Enefit gaining Latvian customers

  • 2011-03-09
  • From wire reports

LOOK NORTH: Nils Usakovs is considering changing electricity suppliers for the city of Riga.

RIGA - Riga Mayor Nils Usakovs (Harmony Center) on March 3 had a meeting with representatives from Enefit, the Latvian subsidiary of Estonian power utility Eesti Energia, to discuss their forecasted tariffs that they might offer for municipal enterprises and organizations in Riga, reports news agency LETA. Rigas Centraltirgus (Riga Central Market) has been buying electricity from Enefit already since last year, as Enefit had offered 10 percent lower tariffs than the other bidders.
Enefit could also participate in procurement tenders organized by other municipal companies and organizations, Usakovs’ press secretary Anna Kononova said.

It is possible that Enefit could offer its services to not only enterprises and organizations, but also households, for instance, via the municipal house management company Rigas Namu Parvaldnieks.
Additionally, about 2 million lats (2.8 million euros) are spent on street lighting in Riga each year. With the new tariffs from the Latvian power utility Latvenergo, this sum will increase by about 45 percent, which is why a new tender will be announced soon by the Riga street lighting agency Rigas Gaisma.

Latvia’s Public Utilities Commission council approved new electricity tariffs for Latvenergo last month, which provide a new system of calculating tariffs. The new tariffs from Latvenergo are approximately 30 percent higher and will come into force as of April 1.
Because of the upcoming higher electricity rates, increasingly more residents of Latvia are looking to Enefit as their power supplier, reported business daily Dienas Bizness. Usakovs is therefore also interested in looking for an alternative to Latvenergo.

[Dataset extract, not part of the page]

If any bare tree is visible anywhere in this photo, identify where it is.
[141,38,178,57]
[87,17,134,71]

“Each day we receive from fifty to a hundred calls from households inquiring about the opportunity to switch to a different supplier. We are unable to answer all calls, which is why we now offer an inquiry form on our Web site. We are also receiving calls from enterprises - on Feb. 21, 35 new companies had registered with our Web site and 15 had gotten in touch with us on the phone,” says Enefit Executive Director Janis Bethers.

Enefit says it promises that companies that choose to enter into agreement with them, according to the company’s current electricity tariffs, will save 4 to 6 percent, depending on consumption figures and type of supply. If the price of electricity for clients is not pegged to the wholesale price, the saving is not fixed either, but, judging from the wholesale prices of 2010, the difference reached up to 30 percent in the spring, said Bethers.
He notes that there are no restrictions as to how many clients Enefit can have in Latvia, however, the situation is different for households, because Sadales Tikls electricity distribution network operator does not have an automated data exchange system.

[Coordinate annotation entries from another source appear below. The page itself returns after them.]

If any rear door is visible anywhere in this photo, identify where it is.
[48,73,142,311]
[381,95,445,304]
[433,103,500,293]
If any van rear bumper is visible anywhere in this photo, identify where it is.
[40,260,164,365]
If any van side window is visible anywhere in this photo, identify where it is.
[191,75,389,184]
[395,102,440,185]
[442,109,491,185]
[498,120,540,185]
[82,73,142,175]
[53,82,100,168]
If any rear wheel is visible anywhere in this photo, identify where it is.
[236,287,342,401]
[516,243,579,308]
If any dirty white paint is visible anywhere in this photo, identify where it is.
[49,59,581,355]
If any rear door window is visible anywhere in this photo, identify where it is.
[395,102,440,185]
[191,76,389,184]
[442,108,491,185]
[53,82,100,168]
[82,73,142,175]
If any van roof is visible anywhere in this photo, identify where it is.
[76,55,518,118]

This, though, is refuted by Latvenergo spokesman Andris Siksnis, who notes that already from 2008, not a single apartment in Latvia is restricted in choosing an electricity supplier.
The Economy Ministry’s Parliamentary Secretary Klavs Olsteins (Unity) explained in February on ‘Labrit, Latvija!’ that the electricity rates must be raised because Latvenergo is in need of significant investments. He warned that if there are no investments in power infrastructure, then this winter’s situation in Latgale Province can recur, but this time already on a nationwide scale.

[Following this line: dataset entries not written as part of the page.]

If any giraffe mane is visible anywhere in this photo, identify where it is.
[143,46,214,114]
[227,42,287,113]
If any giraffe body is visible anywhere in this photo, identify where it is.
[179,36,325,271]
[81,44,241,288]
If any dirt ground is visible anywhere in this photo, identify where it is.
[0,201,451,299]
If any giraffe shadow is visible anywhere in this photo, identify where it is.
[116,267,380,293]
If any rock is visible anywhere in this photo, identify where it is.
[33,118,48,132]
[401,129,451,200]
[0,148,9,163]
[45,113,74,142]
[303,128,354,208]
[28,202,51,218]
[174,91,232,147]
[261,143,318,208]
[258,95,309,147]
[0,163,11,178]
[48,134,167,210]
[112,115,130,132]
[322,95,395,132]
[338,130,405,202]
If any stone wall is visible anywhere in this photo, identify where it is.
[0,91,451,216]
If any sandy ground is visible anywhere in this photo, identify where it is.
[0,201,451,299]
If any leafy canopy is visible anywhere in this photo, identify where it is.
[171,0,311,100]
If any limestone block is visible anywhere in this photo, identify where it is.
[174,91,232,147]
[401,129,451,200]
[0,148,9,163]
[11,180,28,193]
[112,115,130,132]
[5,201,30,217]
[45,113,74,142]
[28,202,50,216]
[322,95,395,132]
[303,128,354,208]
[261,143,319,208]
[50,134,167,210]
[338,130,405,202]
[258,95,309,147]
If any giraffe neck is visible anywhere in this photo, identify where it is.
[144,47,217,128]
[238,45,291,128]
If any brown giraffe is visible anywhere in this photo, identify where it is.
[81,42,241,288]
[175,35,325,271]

The decision to raise electricity rates was “absolutely wrong,” said Auditor General Inguna Sudraba on Feb. 23 on the same Latvian State Television (LTV) news program. “This is a path to poverty, not economic growth,” said Sudraba.
She emphasized that this decision should not have been made now, when it is necessary to support economic activity and residents’ initiatives. The increase of rates for one of the basic services will have a negative impact on Latvia’s economy and individual residents’ initiatives.

Olsteins emphasized that even after the hike in Latvenergo tariffs, they will remain fourth or fifth lowest in the European Union.